|
Boost : |
From: Larry Evans (jcampbell3_at_[hidden])
Date: 2001-05-29 23:52:28
Douglas Gregor wrote:
> On Tuesday 29 May 2001 06:41 am, you wrote:
> > Douglas Gregor wrote:
> > >> I thinks that the more fundamential classes should be created first:
> > >> BNF, automaton, probably NFA/DFA.
> > >> [snip]
> > >> making
> > >> Acceptor interface for existing DFA is better than making Acceptor
> > >> interface primary.
> > >
> > >This depends on what one considers the primary purpose of an automaton. If
> > >the primary purpose is to take a string an either "accept" or "reject" it,
> > >then the primary interface we want to define is based on accept/reject. If
http://groups.yahoo.com/group/boost/message/12270 has an attachment
containing a pccts grammar with terminals TOK_SLC and TOK_PRED. As
explained in that post, I'd like the boost automata builder which
allows easy substitution of another language for these terminals, more
specifically, I'd like a "predicate expression" language to be
substituted for TOK_PRED and a "straight-line-code" language to be
substituted for TOK_SLC. This is an example of "substitution" as
explained in theorum 6.2 of _Introduction to Automata Theory,
Languages, and Computation_, by Hopcroft and Ullman, Addison-Wesley
(1979). In the following definitions make the subsequent quote
clearer:
CFL means the set of context free languages
Term means some terminal vocabulary
variable means non-terminal
<= means is subset of
G means some grammar
L(G) means the language defined by grammar G
The following is the proof of theorum 6.2 quoted from the book:
Let L be a CFL, L <= Term*, and for each a in Term, let L[a] be a
CFL. Let L be L(G) and for each a in Term let L[a] be L(G[a]).

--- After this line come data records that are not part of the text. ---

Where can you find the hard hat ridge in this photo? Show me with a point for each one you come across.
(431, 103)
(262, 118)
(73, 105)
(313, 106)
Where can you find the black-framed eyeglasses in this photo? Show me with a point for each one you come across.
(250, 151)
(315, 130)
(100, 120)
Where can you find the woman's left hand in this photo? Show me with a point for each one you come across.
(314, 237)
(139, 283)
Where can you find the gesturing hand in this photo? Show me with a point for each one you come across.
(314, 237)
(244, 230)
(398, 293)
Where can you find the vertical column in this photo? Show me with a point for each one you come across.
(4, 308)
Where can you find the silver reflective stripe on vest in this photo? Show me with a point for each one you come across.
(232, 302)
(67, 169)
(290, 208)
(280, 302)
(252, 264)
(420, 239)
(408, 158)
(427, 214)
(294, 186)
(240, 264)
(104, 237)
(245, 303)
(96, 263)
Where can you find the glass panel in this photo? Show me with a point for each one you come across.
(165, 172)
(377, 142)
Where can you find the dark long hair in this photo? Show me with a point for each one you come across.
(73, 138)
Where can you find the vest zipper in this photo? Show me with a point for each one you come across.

Without loss of generality assume that the variables of G and the
G[a]'s are disjoint. Construct a grammar G' as follows. The
variables of G' are the variables of G and the G[a]'s; the terminals
of G' are the terminals of the G[a]'s. The start symbol of G' is
the start symbol of G. The productions of G' are all the
productions of the G[a]'s together with those productions formed by
taking a production A-> alpha of G and substituting S[a], the start
symbol of G[a] for each instance of an a in Term appearing in alpha.
My first guess on how to do this is implemented is that each grammar
class would look something like:
template<typename Terminals>
struct Lgrammar
: public Terminals
{ enum VariableIndex
{ Start
, V1
, V2
...
, End
};
Variable vars[End];
Lgrammar(void)
{ Terminals& terms = Terminals::vars
; vars[Start]
= vars[V1]
| vars[V3]
| terms[T1]
; vars[V1]
= vars[V5]
>> vars[V20]
>> terms[T1]
| terms[T6]
;}
};
Obviously using an index into a vector is more wordy than the Spirit
examples we've seen so far, and it also means that whatever a
Variables is, it must be a pointer or smart pointer.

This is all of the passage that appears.